Présentation du programme de travail⚓
Introduction d'un principe de montage dans une séquence-jeu
Le déroulé temporel d'une séquence est interrompu par des figures de montage qui réveillent l'écoute et relancent le phrasé, ou servent d'articulation pour briser sa logique, devenir transition.
Exemples :
•substitution d'attaque : remplacer une attaque par une autre (objet composite de deux éléments)
•delta composé par resserrement d'un même objet (le son est coupé en son milieu)
•delta pur : attaque douce, profil de masse, résonance
Exemple : Exemples
Lien entre le monde acoustique et le monde électronique, entre le naturel et l'artificiel.
Ce lien entre deux mondes opposés existe dans une illusion du naturel grâce aux substitutions d'attaques et fausses résonances de verre par synthèse analogique, aux mélanges par fondu-enchaîné et la transformation de la dynamique au potentiomètre de la console de mélange : création de faux deltas.
Sons lisses, peu d'attaques, avec résonance.
Attaques plus sèches qui s'incrustent dans les trames.
D'abord une seule fréquence tenue (entretien continu), puis octave inférieure, puis supérieure, et épaississement de la trame.
Point de vue technique⚓
Le montage sonore existe parce que le support-bande magnétique existe. Il en est la technique d'écriture spécifique, sur ce support. Il s'apparente à bien des égards au montage des films sur pellicule.
En studio analogique
Le montage introduit les questions de copies au maximum d'amplitude sans saturer, pour éviter le souffle.

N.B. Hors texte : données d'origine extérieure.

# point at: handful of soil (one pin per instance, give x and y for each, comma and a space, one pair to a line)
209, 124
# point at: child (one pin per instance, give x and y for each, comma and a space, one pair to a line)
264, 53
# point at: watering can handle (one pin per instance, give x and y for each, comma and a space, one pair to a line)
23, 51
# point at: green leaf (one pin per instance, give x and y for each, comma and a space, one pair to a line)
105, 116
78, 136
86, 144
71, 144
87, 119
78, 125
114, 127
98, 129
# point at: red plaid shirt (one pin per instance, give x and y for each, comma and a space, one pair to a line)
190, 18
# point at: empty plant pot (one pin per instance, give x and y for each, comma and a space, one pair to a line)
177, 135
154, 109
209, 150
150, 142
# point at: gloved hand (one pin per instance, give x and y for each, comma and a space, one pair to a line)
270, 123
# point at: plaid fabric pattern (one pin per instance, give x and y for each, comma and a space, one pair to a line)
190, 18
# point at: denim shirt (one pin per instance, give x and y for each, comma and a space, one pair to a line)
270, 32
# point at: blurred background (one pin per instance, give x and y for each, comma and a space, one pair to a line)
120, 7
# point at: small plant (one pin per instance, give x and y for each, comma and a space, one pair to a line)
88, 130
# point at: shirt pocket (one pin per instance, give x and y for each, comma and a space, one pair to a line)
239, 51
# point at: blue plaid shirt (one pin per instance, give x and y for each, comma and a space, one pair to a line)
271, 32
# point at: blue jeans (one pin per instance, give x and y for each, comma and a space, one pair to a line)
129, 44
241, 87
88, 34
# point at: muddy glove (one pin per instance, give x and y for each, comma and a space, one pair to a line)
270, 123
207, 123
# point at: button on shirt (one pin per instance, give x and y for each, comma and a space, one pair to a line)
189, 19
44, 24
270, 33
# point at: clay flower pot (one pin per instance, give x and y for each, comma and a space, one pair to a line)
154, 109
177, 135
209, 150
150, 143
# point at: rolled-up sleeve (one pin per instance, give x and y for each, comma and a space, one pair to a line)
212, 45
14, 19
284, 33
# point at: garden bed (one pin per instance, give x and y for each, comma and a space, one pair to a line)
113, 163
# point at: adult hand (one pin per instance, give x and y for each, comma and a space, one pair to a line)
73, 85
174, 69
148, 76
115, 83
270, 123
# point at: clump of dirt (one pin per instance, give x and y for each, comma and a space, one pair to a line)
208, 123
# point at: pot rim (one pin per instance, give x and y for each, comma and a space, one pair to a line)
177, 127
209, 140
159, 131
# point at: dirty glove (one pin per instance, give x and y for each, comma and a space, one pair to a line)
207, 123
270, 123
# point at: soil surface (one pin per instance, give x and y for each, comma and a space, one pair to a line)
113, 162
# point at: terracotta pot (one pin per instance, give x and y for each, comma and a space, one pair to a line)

Méthode : Méthode de travail
Par essais et erreurs : techniques prédisposant à la découverte de quelque chose : c'est la démarche concrète de Pierre Schaeffer[*] . Ce n'est pas un travail d'organisation, de choix, mais il s'agit d'être le plus original possible dans la spécificité ; tout ce qui résulte de l'observation de la chose : rien n'est prévisible.
Conseil : Commentaires
Dans la séquence d'origine, éviter le jeu instrumental au profit de quelque chose qui justifie l'existence du haut-parleur.
La séquence se doit donc d'être plus intentionnelle, plus forte musicalement. Il vaut mieux travailler sur des sons individuels, personnels, mythologiquement différents (en cela les sons électroacoustiques se distinguent des sons instrumentaux, tous du même calibre).
La composition n'est plus une combinatoire de signes, arbitraire et spéculative.
Définition : La morphologie
Écriture où la perception porte sur la masse et la forme dans le temps (enveloppe dynamique) : Forme/Matière[*]
L'écriture et la perception morphologiques sont sans doute une des révolutions musicales du XXe siècle. Le fait d'écrire directement sur support, de pouvoir réécouter à satiété (le <rimage>[*] de François Bayle) des sons très courts comme des séquences entières, fait prendre conscience qu'un son ne s'entend pas seulement comme fréquence, durée, spectre harmonique, mais aussi comme déroulement temporel d'une enveloppe d'amplitude : attaque, entretien, chute (forme), avec sa vie interne et ses caractères de grains (matière).